Batch Normalization NOTES

moshe roth
Jul 15, 2017 · 3 min read


This is my summary for the lesson on Udacity Deep Learning Nanodegree — can find their public notebooks here. It’s a part of the section about Deep Convolutional GANs.

Normalize the inputs to the network (the entire dataset should be “scaled” to the same ruler). And, it’s done in the preprocessing stage of your work.

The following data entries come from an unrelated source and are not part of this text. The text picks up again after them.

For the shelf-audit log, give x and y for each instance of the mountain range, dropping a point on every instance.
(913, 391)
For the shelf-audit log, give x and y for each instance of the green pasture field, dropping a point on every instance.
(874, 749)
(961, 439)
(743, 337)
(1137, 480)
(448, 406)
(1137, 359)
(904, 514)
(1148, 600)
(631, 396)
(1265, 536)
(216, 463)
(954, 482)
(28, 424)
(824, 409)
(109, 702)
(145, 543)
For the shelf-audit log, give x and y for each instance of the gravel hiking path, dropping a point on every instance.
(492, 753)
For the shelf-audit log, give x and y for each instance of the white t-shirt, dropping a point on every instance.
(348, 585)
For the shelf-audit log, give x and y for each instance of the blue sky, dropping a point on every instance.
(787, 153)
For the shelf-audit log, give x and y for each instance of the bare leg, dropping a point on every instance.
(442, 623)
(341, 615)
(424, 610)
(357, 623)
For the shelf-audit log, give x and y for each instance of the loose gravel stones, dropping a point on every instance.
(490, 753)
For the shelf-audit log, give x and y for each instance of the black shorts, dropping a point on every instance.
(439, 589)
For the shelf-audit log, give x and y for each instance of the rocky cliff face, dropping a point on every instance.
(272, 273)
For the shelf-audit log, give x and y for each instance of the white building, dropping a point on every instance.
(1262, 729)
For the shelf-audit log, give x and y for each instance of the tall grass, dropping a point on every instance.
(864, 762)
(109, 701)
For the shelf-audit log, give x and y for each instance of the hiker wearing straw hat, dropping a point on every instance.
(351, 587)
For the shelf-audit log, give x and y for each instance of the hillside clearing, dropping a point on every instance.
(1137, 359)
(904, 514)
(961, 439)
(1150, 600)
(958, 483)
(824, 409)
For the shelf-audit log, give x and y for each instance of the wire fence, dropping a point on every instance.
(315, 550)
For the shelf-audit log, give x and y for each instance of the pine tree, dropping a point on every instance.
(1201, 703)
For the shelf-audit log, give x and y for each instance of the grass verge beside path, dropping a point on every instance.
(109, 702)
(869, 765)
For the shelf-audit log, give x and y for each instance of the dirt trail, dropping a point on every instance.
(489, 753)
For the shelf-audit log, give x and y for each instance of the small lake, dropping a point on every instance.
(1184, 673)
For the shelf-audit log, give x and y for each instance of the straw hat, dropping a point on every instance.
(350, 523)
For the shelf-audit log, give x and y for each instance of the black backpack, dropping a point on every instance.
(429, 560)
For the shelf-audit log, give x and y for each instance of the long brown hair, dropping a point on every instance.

In 2015, additional approach was introduced to decrease training time — Batch Normalization. During training, you send batches through your network, with the outcome on the other end of the network you can optimize the parameters comprising the network (with Stochastic Gradient Descent and other optimizers).

Batch Normalization is another layer to add to the deep network. On the input side you receive whatever data you want. On the output side you’ll get the same data but normalized to mean of 0 and variance of 1. And if you look on a deep network in subsets of smaller deep networks, every input to a deep network subset is normalized.


From the different benefits of BN what is most intriguing for me is Provides a bit of regularization. You can do less dropout on your network because the BN adds “noise” and adds robustness. This is because, during training every data point goes through the network with different data points in different batches — and now with BN, it will look at the same data point with different normalized “glasses” each batch.

The time and memory optimization are obvious; in the Udacity notebook you can see that the actual network we create has less parameters — because you don’t need the biases due to the normalization. “because the batch normalization already has terms for scaling and shifting”. And thus, the time it takes to the network to converge is shorter. Putting it before the activation layer is considered best practice and not mandatory.

With BN the network is more robust. This plot shows a scenario where a big learning rate (=1) crashes a network without BN, while the BN network is stable.

Won’t fix everything

If you have problems with your network (Udacity used ‘bad weights initialization’ example), BN will probably won’t help… They showed a scenario that the network didn’t converge at all

I like how they concluded the paragraph

The examples in this notebook are meant to show that batch normalization can help your networks train better. But these last two examples should remind you that you still want to try to use good network design choices and reasonable starting weights.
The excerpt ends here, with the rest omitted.